Seriously, if you have to travel and you’re miles away from any roads, or even if you find yourself stranded in the middle of nowhere, a compass will save your life, provided you know the relative location of wherever it is you wish to go to with respect to your current general location (in other words, “I’m in Pennsylvania and I want to go to Florida. Florida is south of where I am now”). The only chance a compass will fail you, is if you fail yourself and mistake north for south, or if something happens to the Earth’s magnetic poles. Of course in the case of the Earth’s magnetic poles disappearing, going in the wrong direction would be the least of your worries…
7. First aid kit
Regardless of the apocalyptic scenario, if you’re one of the survivors, your primary objective is to keep yourself safe. Yes, our bodies can cope with a lot of things, but would you be willing to test your limits during an apocalypse? Potentially, even a scrape from a rusty piece of metal can be fatal, so do make sure you have a handy first aid kit with you. And keep it safe. Even if you’re Superman in disguise and viruses and diseases run away from you in terror, you can always use it to barter for something you don’t have. Not that I advise you to trade away your medical supplies.
8. Hard Currency
Speaking of bartering, remember the time when banks and politicians created money out of nothing and gave us all thin plastic cards that supposedly represented equal value to hard currency, like gold? Now let’s imagine a situation where the world’s banking system has collapsed. Power and telecommunications are also no more, so no internet or electricity. And you need food and water. Lucky you, there’s a store across the street with a couple of walking mountains-for-guards keeping an eye on things, that still has some food. Of course prices will be inflated, but who cares? You have your mighty plastic card! Gold or platinum coloured!

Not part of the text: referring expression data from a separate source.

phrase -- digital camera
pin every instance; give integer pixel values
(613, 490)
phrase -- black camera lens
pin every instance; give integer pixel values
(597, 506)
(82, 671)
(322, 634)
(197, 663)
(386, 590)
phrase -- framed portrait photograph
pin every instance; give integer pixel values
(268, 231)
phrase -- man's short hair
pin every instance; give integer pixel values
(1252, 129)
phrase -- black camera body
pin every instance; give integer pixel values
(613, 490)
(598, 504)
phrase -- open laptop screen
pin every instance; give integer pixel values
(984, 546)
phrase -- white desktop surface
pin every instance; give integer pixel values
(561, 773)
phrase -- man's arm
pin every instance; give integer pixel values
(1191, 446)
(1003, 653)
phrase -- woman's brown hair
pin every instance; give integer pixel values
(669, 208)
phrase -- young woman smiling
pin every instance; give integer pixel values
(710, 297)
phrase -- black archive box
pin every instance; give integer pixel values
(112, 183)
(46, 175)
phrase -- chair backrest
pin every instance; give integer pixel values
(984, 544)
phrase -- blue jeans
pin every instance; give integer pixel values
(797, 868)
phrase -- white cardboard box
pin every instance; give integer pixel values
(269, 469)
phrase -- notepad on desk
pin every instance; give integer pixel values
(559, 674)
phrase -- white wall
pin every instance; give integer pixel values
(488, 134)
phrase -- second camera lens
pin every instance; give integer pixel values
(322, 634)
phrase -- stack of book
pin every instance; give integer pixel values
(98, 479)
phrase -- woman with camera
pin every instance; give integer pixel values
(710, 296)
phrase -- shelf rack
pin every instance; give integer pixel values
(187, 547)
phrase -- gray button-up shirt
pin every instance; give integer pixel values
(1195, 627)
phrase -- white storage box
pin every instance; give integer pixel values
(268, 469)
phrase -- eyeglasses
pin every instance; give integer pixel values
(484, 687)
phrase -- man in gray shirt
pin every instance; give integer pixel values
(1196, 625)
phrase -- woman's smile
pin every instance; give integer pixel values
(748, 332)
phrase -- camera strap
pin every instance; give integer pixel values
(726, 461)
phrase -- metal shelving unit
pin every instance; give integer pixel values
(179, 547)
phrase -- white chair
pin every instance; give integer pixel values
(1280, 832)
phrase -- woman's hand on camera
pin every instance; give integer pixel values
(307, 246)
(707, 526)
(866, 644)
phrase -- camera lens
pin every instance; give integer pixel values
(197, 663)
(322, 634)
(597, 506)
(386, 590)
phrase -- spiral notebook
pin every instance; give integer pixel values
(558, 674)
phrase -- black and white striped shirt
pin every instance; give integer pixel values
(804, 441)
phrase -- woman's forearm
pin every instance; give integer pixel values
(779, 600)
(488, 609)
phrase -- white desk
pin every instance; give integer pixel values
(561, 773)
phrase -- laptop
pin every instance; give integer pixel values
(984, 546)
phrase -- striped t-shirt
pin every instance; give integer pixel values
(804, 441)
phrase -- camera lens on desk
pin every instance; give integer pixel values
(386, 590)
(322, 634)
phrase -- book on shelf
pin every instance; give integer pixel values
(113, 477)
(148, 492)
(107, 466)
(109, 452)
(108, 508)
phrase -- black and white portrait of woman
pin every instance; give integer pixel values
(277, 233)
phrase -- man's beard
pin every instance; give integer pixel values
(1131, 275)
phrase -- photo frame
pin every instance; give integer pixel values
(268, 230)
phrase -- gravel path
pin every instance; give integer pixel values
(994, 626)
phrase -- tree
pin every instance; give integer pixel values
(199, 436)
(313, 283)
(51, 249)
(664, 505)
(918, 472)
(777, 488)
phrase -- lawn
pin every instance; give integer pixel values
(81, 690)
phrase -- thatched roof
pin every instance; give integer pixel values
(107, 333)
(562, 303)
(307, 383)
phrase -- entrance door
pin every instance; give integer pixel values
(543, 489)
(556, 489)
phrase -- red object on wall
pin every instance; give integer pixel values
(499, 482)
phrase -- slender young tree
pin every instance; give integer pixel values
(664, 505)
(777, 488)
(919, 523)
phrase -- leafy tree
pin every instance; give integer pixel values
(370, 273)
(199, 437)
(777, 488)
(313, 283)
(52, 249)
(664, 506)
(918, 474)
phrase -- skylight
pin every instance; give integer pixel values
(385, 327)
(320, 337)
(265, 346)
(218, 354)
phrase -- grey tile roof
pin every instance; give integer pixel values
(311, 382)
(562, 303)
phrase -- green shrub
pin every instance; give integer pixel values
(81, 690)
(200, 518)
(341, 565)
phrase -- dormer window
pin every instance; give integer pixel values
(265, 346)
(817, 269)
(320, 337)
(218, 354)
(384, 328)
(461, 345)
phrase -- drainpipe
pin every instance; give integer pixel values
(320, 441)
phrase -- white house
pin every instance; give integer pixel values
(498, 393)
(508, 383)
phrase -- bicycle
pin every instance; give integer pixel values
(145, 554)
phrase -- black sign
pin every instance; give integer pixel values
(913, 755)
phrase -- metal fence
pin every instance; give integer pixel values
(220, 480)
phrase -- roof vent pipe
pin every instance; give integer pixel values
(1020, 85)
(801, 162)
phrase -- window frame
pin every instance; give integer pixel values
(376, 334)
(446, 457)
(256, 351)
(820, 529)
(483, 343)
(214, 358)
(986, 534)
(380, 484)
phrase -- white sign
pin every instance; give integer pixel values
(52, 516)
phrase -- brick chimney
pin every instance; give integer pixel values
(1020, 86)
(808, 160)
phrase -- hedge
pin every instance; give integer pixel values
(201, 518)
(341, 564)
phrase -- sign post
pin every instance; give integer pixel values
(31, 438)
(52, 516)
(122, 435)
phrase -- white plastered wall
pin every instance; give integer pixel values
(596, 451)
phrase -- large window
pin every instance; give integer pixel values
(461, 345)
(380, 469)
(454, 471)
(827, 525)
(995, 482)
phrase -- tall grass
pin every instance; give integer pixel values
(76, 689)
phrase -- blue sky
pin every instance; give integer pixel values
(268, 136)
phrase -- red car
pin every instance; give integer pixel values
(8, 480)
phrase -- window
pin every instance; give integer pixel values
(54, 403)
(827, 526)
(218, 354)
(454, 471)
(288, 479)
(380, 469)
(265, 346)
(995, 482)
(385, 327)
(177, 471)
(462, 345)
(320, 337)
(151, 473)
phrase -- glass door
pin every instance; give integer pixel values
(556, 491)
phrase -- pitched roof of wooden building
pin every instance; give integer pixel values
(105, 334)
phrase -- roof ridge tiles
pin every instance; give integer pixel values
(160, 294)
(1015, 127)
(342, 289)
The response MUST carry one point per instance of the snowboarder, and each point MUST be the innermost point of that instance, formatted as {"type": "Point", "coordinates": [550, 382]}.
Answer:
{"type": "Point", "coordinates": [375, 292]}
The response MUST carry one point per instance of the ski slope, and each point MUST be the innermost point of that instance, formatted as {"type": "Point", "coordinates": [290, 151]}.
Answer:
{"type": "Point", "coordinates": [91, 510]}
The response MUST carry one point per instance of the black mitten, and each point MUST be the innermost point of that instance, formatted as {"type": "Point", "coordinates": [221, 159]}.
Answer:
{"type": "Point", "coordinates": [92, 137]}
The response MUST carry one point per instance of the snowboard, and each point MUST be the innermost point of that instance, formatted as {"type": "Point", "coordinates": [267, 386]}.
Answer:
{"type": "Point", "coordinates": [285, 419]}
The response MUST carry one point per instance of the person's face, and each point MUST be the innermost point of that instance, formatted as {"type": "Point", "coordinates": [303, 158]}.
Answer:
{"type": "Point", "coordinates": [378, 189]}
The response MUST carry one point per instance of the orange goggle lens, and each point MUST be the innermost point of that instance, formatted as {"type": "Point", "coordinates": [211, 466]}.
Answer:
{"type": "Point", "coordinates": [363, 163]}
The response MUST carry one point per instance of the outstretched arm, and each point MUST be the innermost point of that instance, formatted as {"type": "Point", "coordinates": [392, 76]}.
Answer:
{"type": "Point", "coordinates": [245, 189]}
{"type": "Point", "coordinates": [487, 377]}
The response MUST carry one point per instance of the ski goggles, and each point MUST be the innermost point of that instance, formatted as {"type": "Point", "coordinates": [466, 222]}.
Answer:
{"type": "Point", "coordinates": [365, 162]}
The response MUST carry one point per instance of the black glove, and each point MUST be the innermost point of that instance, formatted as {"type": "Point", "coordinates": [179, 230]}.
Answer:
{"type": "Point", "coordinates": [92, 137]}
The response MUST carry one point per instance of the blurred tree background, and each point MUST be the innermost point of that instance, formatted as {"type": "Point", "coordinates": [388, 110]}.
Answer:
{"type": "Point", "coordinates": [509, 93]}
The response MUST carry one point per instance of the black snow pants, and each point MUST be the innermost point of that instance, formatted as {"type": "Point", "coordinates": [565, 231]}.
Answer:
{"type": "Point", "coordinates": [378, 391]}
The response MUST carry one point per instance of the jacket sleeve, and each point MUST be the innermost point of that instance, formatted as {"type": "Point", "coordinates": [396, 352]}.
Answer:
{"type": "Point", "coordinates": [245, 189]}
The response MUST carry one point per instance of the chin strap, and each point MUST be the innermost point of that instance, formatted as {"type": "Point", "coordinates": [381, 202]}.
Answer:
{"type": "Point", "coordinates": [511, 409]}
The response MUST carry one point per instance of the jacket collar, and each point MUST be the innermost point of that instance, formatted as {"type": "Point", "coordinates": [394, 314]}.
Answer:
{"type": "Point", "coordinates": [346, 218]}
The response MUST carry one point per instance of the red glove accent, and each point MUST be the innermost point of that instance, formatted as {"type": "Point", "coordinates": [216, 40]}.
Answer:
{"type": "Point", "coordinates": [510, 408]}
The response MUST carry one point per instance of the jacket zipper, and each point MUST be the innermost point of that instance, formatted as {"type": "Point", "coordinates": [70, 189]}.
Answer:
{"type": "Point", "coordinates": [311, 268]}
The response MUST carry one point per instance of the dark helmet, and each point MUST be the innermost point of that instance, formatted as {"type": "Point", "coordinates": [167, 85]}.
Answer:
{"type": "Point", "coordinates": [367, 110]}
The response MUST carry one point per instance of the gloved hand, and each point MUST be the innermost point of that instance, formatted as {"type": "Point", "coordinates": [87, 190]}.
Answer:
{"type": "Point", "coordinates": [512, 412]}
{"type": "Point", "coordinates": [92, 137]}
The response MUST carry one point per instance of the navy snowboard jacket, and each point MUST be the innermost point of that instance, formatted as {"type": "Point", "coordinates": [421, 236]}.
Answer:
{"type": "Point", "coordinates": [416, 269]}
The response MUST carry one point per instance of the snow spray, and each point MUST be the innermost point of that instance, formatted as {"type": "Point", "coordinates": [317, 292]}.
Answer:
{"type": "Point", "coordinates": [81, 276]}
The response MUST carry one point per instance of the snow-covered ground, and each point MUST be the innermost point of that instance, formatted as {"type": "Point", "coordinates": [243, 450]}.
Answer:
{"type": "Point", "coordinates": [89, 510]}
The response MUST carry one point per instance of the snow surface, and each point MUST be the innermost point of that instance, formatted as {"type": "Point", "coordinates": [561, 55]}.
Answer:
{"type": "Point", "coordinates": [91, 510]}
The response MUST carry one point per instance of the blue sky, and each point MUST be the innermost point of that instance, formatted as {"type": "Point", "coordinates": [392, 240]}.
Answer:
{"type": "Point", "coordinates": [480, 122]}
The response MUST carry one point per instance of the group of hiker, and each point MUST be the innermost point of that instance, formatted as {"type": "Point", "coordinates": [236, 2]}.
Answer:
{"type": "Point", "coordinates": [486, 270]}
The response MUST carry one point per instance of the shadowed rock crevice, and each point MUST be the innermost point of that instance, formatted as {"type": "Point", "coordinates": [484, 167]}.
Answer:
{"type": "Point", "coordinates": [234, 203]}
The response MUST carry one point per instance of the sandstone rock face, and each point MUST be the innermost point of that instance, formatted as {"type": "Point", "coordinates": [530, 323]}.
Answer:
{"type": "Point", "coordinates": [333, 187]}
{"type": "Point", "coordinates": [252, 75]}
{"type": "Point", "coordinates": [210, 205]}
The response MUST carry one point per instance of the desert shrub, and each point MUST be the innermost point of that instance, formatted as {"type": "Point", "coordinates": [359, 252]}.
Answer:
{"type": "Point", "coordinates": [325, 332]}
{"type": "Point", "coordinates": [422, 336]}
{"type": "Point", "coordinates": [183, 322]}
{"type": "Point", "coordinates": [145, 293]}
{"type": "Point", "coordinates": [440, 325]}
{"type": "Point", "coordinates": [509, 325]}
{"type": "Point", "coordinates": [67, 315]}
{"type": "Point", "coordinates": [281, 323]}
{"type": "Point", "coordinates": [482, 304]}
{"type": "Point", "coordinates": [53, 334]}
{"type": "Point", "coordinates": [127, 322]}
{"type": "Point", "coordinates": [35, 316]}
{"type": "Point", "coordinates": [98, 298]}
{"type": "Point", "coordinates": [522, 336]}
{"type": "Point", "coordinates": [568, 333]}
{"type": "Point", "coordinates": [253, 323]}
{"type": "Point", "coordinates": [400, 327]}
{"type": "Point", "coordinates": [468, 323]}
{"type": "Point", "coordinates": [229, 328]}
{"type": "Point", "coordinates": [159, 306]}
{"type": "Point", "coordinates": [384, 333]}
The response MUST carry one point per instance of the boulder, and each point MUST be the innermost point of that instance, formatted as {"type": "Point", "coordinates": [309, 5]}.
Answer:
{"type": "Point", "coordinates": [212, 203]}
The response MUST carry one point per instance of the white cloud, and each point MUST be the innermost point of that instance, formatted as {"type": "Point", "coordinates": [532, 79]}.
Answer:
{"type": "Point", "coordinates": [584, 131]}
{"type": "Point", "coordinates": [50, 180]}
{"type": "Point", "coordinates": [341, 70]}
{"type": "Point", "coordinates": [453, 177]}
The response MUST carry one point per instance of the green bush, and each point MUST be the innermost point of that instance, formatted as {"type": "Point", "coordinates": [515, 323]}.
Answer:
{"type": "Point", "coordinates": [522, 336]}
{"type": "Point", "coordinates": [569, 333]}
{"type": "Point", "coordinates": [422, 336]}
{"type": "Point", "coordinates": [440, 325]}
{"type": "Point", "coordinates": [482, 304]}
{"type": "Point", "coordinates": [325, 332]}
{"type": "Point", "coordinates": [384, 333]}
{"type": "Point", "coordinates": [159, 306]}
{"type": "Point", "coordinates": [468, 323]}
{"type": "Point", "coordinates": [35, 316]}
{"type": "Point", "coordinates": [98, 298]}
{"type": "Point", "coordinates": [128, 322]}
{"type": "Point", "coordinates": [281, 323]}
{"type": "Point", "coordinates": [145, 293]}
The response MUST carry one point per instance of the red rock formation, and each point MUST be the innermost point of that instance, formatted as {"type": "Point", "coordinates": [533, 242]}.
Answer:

When was the last time you tried trading plastic strips (with fancy colours) for food or water or anything valuable? Mine was in kindergarten or maybe early elementary years. So, do consider grabbing and holding onto some hard currency. Gold, silver, jewels. Things you can actually barter with. Depending on the crisis at hand, food, water, or antibiotics may be even more precious than gold and silver. While we’re looking at alternative forms of currency, and if the apocalypse allows it, consider seeds from plants that bear fruits. Preferably not from genetically modified plants, since seeds from most of these cannot grow after a couple of harvests.
9. Warm and sturdy clothes
Imagine surviving whatever apocalypse befell the world, only to succumb to a cold or hypothermia. That would really suck. So, the next time you go to a shopping spree to buy the latest awesome and fashionable clothes, you may want to consider adding something less fashionable but more durable and warm.
Yeah, that also goes without saying, however, how long will it be practical for? Assuming the apocalypse at hand is here to stay for the foreseeable future, how many bullets will you be able to carry around? And how much weight will that add to your backpack? What will you do with the gun once you have no more bullets? Throw it at the enemy? Maybe, if it’s heavy and reliable.
And there you have it, folks. Now, I tried my best to take something grim that potentially could scare a lot of people, and turn it into an enjoyable read. A lot of people take the end of the world seriously. Even if the end never comes during our lifetime, it’s always best to be prepared, right?